Сказание для Боровицкой площади сложил Жуковский. Его «Марьина роща» (с подзаголовком «Повесть из старых времен») прямо, стилизаторски ставит себя в ряд Сказаний XVII века о начале Москвы. В их сказочном ряду она одна посвящена неглименскому устью. И трактует его как узел будущего города, а не как внешний угол городовой стены Кремля.

Жуковский поселяет по герою в каждой доле боровицкой карты, олицетворяет ими эти доли. Боровицкий холм увенчан теремом Рогдая, ищущего руки Марии, живущей за Неглинной в хижине и любящей Услада, живущего в Замоскворечье и отвечающего ей взаимностью. Холмы опять разобраны между мужским и женским.


А. М. Васнецов. Москва – городок и окрестности в XII веке. 1929. Фрагмент. Вид со стороны Замоскворечья. В центре, за Москвой-рекой, – крепость на Боровицком холме. Левее – мост через Неглинную. За Неглинной – Ваганьковский холм, покрытый лесом


А. С. Янов. Вид Кремля. Открытка Товарищества Абрикосова. 1908. Авторский образ Москвы XII века


Три превращаются в четыре, когда вернувшийся из странствия Услад находит в Занеглименье вместо Марии ее любимую подругу Ольгу с рассказом о пропаже героини.

И крест дорог читается легко: мышца Рогдая некогда служила Новгороду и готова послужить стольному Киеву, золотым видением которого Рогдай искушает Марию. Услад же путешествует, сопровождая своего наставника и благодетеля, старого Пересвета, чье имя воскрешает память святорусского Северо-Востока и степного Юго-Востока одновременно.

Ища Марию, Услад идет сквозь боровицкий терем; время и пространство претерпевают некую метаморфозу, чтобы герой нашел себя на Яузе близ места гибели Марии и убившего ее Рогдая. Соседняя роща получает имя Марьиной.

Все это, конечно, версия любовной жертвы во основание столицы.
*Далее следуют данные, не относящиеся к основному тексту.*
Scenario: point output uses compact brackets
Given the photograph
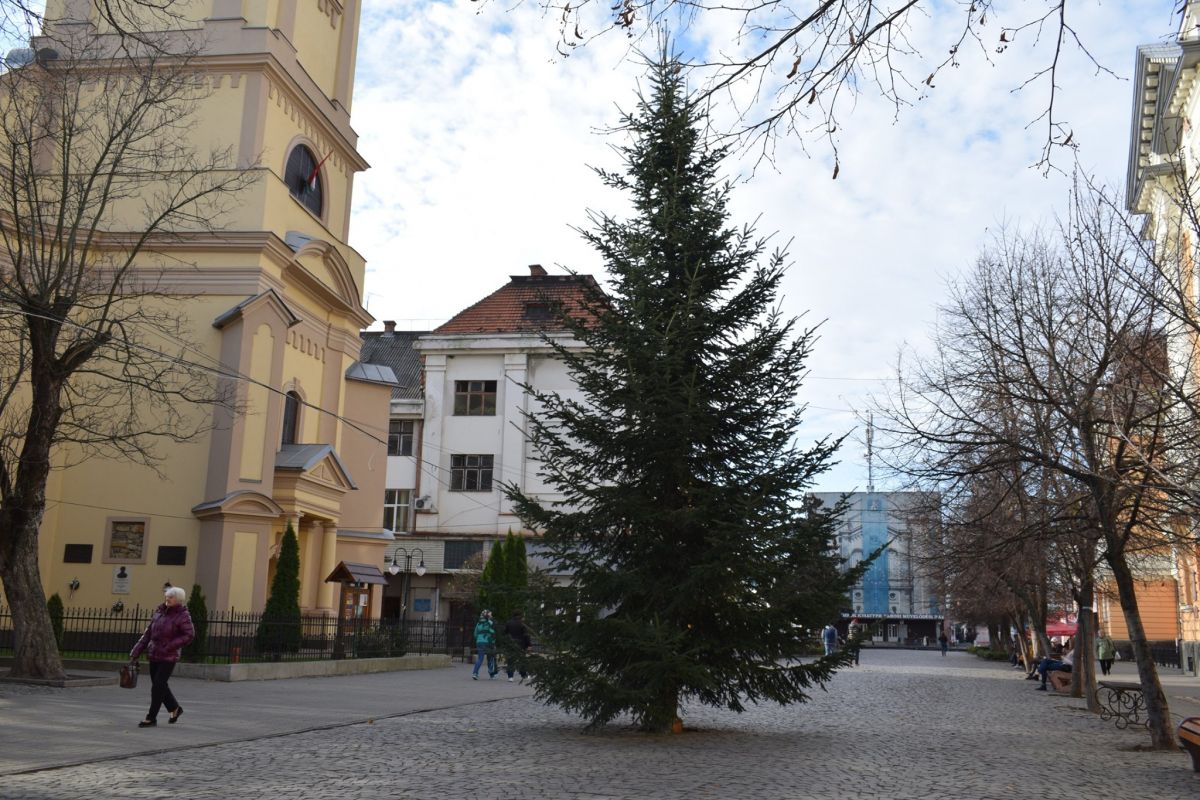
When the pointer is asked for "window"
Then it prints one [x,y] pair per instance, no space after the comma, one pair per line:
[171,555]
[77,554]
[474,398]
[291,417]
[457,553]
[303,176]
[471,473]
[400,437]
[396,504]
[125,542]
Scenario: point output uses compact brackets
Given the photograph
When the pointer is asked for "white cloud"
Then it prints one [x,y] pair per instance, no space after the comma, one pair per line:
[481,138]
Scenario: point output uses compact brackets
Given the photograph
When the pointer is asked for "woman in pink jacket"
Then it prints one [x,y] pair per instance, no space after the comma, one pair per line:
[169,630]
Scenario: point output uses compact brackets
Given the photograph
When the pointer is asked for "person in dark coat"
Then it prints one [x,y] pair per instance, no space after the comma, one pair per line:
[519,644]
[168,632]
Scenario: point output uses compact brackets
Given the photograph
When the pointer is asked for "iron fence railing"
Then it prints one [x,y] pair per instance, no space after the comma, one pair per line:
[234,637]
[1165,654]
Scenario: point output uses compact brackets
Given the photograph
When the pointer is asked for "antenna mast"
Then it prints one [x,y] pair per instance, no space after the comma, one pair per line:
[870,452]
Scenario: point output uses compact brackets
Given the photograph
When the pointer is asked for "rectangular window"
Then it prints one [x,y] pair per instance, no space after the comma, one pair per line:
[77,554]
[125,541]
[396,504]
[471,473]
[457,553]
[171,555]
[474,398]
[400,437]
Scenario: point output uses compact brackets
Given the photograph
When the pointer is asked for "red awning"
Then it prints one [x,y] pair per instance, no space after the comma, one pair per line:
[1061,629]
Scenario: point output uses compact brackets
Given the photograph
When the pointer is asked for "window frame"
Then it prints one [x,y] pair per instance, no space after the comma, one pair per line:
[466,392]
[400,438]
[297,182]
[397,503]
[289,431]
[461,470]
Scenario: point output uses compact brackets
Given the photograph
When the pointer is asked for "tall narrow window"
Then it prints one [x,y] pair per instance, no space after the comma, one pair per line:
[303,176]
[396,504]
[400,437]
[291,417]
[474,398]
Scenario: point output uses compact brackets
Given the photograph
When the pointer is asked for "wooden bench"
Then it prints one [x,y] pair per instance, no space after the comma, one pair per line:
[1189,737]
[1122,702]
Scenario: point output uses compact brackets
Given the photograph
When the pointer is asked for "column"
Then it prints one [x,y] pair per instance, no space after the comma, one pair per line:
[325,594]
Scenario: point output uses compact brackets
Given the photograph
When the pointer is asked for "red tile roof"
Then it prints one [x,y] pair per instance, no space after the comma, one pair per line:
[523,305]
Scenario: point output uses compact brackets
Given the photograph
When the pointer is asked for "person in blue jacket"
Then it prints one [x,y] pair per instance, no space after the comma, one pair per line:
[485,645]
[829,637]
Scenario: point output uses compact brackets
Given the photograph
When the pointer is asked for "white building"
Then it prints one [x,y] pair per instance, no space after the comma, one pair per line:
[459,431]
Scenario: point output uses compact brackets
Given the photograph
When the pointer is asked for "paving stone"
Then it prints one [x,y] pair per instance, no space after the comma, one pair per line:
[903,726]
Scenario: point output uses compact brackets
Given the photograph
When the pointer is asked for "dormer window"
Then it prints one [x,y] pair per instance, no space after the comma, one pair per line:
[538,312]
[303,176]
[291,419]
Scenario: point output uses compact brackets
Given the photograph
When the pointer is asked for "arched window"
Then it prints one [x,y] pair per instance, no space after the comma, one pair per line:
[291,417]
[303,176]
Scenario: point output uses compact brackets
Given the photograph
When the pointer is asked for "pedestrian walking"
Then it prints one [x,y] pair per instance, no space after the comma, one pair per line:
[169,630]
[855,637]
[829,637]
[1105,651]
[520,642]
[485,645]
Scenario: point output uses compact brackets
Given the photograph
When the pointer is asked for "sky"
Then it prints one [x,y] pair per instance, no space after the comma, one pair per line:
[483,139]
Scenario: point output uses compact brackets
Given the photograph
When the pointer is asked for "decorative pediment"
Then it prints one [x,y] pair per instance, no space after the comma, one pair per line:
[315,463]
[269,299]
[319,268]
[244,503]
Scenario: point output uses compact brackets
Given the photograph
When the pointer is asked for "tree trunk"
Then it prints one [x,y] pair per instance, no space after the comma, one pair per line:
[35,649]
[1157,711]
[1083,680]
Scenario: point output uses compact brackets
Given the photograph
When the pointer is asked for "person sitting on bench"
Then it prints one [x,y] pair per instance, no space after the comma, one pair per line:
[1050,665]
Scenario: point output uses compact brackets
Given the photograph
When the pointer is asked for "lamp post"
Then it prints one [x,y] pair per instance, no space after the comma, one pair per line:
[408,567]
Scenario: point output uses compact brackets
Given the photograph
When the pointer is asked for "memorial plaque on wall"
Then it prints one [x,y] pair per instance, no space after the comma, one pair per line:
[120,579]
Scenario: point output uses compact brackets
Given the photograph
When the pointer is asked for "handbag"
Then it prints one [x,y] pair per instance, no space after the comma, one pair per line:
[130,675]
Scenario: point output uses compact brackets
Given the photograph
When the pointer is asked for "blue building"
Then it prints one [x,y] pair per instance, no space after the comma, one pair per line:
[895,599]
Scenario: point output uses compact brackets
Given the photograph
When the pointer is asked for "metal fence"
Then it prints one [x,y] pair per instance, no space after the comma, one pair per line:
[1165,654]
[238,637]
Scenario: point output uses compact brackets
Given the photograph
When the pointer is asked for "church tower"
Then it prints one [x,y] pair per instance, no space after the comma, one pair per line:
[275,296]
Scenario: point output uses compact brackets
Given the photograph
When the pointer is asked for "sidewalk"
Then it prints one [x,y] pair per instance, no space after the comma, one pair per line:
[43,727]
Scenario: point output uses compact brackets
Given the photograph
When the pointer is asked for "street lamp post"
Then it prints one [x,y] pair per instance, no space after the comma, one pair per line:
[408,567]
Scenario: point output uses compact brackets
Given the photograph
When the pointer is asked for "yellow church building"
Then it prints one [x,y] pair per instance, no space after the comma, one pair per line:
[276,299]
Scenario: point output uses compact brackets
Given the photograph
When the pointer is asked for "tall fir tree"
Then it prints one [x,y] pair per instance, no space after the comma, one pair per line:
[696,560]
[516,567]
[491,581]
[280,627]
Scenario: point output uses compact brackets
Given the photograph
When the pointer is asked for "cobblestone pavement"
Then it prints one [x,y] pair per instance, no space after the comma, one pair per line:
[904,725]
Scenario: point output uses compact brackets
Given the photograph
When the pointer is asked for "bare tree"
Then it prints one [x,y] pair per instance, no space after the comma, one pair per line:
[1055,332]
[97,182]
[792,68]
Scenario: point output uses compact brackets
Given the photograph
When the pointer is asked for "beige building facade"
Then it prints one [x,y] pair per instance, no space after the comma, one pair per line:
[1163,180]
[276,301]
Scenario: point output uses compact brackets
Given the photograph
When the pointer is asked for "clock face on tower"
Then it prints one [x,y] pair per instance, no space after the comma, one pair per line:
[303,176]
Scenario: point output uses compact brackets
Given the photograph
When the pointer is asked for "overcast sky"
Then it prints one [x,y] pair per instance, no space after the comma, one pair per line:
[481,138]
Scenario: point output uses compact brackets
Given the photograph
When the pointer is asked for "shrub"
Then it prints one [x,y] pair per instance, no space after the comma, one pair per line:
[54,608]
Царство треугольное, любовный треугольник.

Наша каланча, или Железное средокрестие

Три вокзала


Проект часовой башни Казанского вокзала. Рисунок А. В. Щусева


Глава I. Новая Боровицкая

Три вокзала

Железные дороги нашли себе скрещение в Москве, условно порождающее город в условном месте. Сходство между башней Казанского вокзала и кремлевской Боровицкой башней неслучайно: площадь трех вокзалов, Каланчевская, и есть перепоставленная Боровицкая.

Перепоставленная в месте, назначенном при Николае I для первого вокзала, Николаевского. С ним на Каланчевку пришла балтийская дорога, аналог Знаменки.

Воротами Рязанского, ныне Казанского, вокзала открылся путь степной, юго-восточный, тождественный у Боровицкой площади дороге за мостом – Большой Полянке. Этот вокзал, решенный постановкой в длинный ряд самостоятельных по внешности палат, прообразует фронт замоскворецкой набережной.

От Ростово-Суздальской земли, от Северо-Востока, представительствует шехтелевский Ярославский вокзал, и получается, что он метафора Кремля.


А. В. Щусев. Проект Казанского вокзала. Вид с высоты птичьего полета. 1913


Что скажешь, если (наблюдение Андрея Балдина, продолжившего эту логику) на Трех вокзалах находима даже метафора храма Спасителя – лучше сказать, фантомного Дворца советов на месте храма: гостиница-высотка «Ленинградская»?

Сцена боровицкого начала воспроизводится настолько, что Николаевский и Ярославский вокзалы заняли высокий берег площади, Казанский – низкий.

Пространство между берегами площади проходится как полотно Москвы-реки. Каменный мост на Каланчевке тоже свой: щусевский виадук над площадью.

Пирамидальная башня

Тогда и постановка Щусевым пирамидальной башни в край Казанского вокзала, к виадуку, проясняется: она несет градостроительную функцию не Боровицкой башни, а заречной Шестивратной башни Каменного моста. Декоративные подробности особенно близки.